Satterfield pointed out that part of the
peace plan was to help create a process where the region, Israelis and
Palestinians in specific, can look to a better future not arced by
conflict, isolation and exclusion, but instead 'working with shared
hopes and objectives against common problems.
Satterfield said the
president tried to clarify that this was 'a recognition of a simple
reality and not a resolution of a negotiating process.
Quoting from
the US president's announcement, he said: 'Jerusalem, without a specific
definition of boundaries, or geographic borders, is the capital of the
state of Israel; there must be final status negotiations between Israel
and the Palestinians, direct negotiations, to resolve all of those
specific aspects , all of the questions which have been raised over the
course of the last years.
The Trump administration, he said, is
committed to moving forward on a peace process, which it hopes offers
the region (Middle East) a chance to move from the decades (or years) of
conflicts in the past to a better future to realise the aspirations of
both Israelis and Palestinians.
'The reality is this, I think it is
well understood by all parties, that the only path forward to peace in
the Middle East, the peace between Israelis and the Palestinians, is
direct negotiations between these two parties under the supervision and
with assistance of the US, Satterfield stressed.
According to him,
the president and the secretary of state, along with other senior US
foreign officials, have discussed last week about US' role in advancing
Middle East peace.
Trump has abruptly reversed decades of US policy
recently and recognised Jerusalem as the capital of Israel, generating
worldwide outrage, particularly from Palestinians and Muslim countries.
Satterfield
said the Trump administration is hoping that the leaders of the Arab
world, and world leaders in general, understand what the president
uttered, stressing that 'the words were very carefully chosen.
'Our
hope always is that dialogue, exchange, inclusion not rejection, not
exclusion, not isolation or the past taken by all in this process, he
said.
Satterfield reiterated 'the president is committed with his
peace team to doing everything in our power to move forward at a time in
the new year a peace process, a peace initiative which can move the
region forward.
'We hope that the actions for words used by leaders
now and in the days ahead support that initiative and not make it more
complex, more difficult, he added.
Asked if it is possible for Trump
to reverse his decision, Satterfield said: 'The answer is No.

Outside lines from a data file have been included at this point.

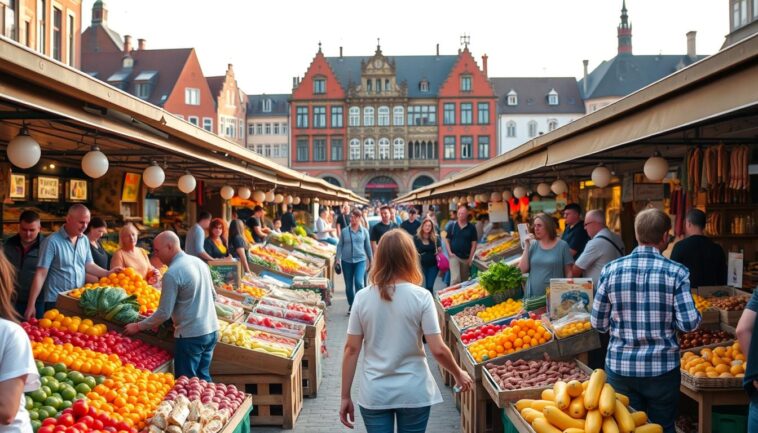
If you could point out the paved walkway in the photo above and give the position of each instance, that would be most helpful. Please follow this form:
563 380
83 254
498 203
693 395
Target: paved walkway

The
president's decision stands, it is what the president believes was the
right step at the right moment, it is a US policy. I don't have any
comments on calls for reversal, except to say that is obviously
something we won't be doing.
Satterfield noted that the president has been studying this issue since he took office.
He
also confirmed that the President has instructed the secretary of state
to begin the planning for the move of the US embassy from Tel Aviv to
Jerusalem. But he said any such move would take years to materialise.